Par manque d’infrastructures en bon état, les paysans de Mfouati et Boko Songho peinent à écouler leurs marchandises.Une difficulté qui conduit parfois à des pertes importantes, à la stagnation de la production et à un manque à gagner pour les commerçants qui sont parfois obligés de baisser les prix de leurs marchandises, surtout lors de la saison de pluies.
« La route de Boko Songho- Madingou se dégrade à nouveau, malgré sa réhabilitation l’année dernière », témoigne Eric Maboula, paysan et commerçant de haricots. Même son de cloche pour Pierre Kiessila, producteur de haricots et de riz, dans le district de Boko Songho. « Le déplacement de nos marchandises vers d’autres villes, est un véritable casse- tête. l’État de la route rend la conduite difficile et dangereuse, nécessitant des arrêts fréquents. Entre nids de poule et fissures, le conducteur est obligé de ralentir , de s’arrêter et manœuvrer avec prudence pour éviter tout danger ou accident. Conséquence, un trajet qu’on devait faire en deux heures peut prendre trois à quatre heures, surtout pendant la saison de pluies », explique Pierre Kiessila qui ne prend plus de risques d’acheminer des produits tels que la tomates ou encore le maïs frais.
Les travaux de la route Madingou-Boko Songo et du carrefour Nkengué- Mfouati, officiellement lancés l’année dernière, qui devrait faciliter l’accès vers le Centre d’insertion d’Aubeville et soulager la population qui éprouvait de sérieuses difficultés à acheminer les produits de leurs récoltes vers d’autres localités du pays, a, malheureusement, eu un effet de paille comme le souligne Jean Souela, élève commerçant. « Une réhabilitation qui n’a pas fait long feu, puisque la population est retombée dans les mêmes difficultés au point où même certains véhicules ne veulent plus arriver à Boko Songho surtout avec la pénurie de carburant. Résultat les prix de transports galopent au jour le jour » a indiqué ce dernier qui déchante déjà en pensant à la période de la saison de pluie prochaine.

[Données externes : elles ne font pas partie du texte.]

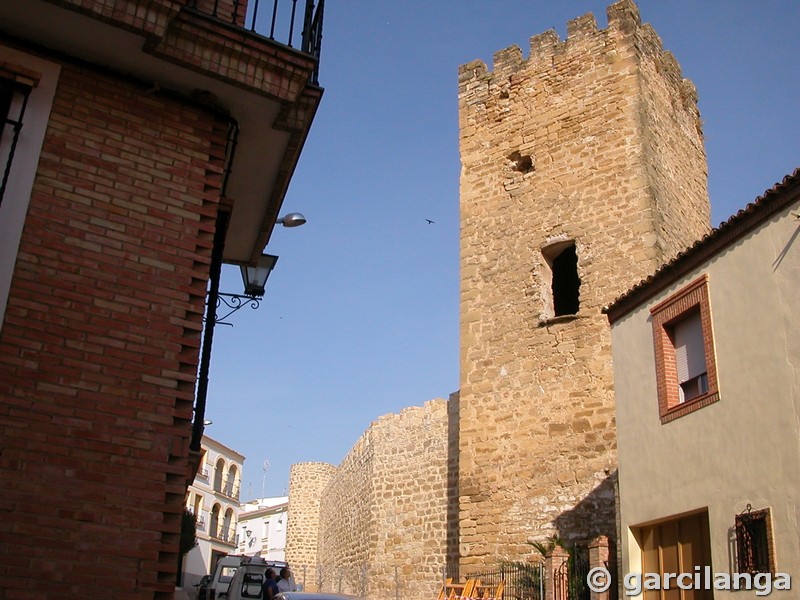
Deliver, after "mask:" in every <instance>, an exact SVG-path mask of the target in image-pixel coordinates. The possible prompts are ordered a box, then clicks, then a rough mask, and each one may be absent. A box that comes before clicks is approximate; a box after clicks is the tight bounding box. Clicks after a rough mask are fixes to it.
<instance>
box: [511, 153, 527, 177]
mask: <svg viewBox="0 0 800 600" xmlns="http://www.w3.org/2000/svg"><path fill="white" fill-rule="evenodd" d="M508 160H510V161H511V168H512V169H514V170H515V171H518V172H520V173H530V172H531V171H533V157H531V156H530V155H523V154H521V153H520V152H512V153H511V154H509V155H508Z"/></svg>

Pas de route, marchandises bloquées!
« Or si nos produits sont bloqués, nous ne pouvons pas vendre et par conséquent nos produits périssent et sont malheureusement vendus à vil prix », note Nkengué Véronique qui évoque aussi la surenchère des transporteurs qui profitent de cette situation pour augmenter les billets. « De 1500Fcfa on est passé à 2000F et parfois même 2500F en ce qui concerne le passager . Quant aux colis ils varient selon le poids. Un sac de foufou par exemple coûte 2500F, je vous laise imaginer si vous deviez en acheminer une cinquantaine » , a fait savoir cette dernière, dont le vœux est de voir ce tronçon de nouveau réhabilité avant la période de grandes pluies
En effet, la Bouenza est une région vaste, et les distances entre les zones de production et les centres de commercialisation sont parfois considérables. Ce qui explique qu’une importante part de produits agricoles soit, soit perdue après les récoltes , soit détériorée, par manque de débouchés. En outre, le manque d’infrastructures peut également nuire à la qualité et à l’hygiène des produits puisque. « Les produits sont parfois exposés aux intempéries lors de l’acheminment entre Boko Songho et les autres centres de commercialisation » a révélé Solo Anne, avant de poursuivre,
« Enfin, la réhabilitation de cette route améliorera considérablement l’accessibilité du tronçon Madingou-Boko Songo, réduira le temps de déplacement et contribuera au développement durable de l’économie locale », a indiqué Fanas Nsiensie journaliste à la télévision congolaise. L’acheminement des produits de Mfouati et Boko Songho vers d’autres centres de commercialisation reste un véritable frein pour les commerçants et les conséquences sont négatives sur les revenus des agriculteurs, sur la sécurité alimentaire de la région et sur le développement économique local. « L’amélioration des infrastructures est donc essentielle pour permettre aux agriculteurs de la Bouenza et de ces villages, de valoriser leurs productions et d’améliorer leurs conditions de vie », a fait savoir ce dernier.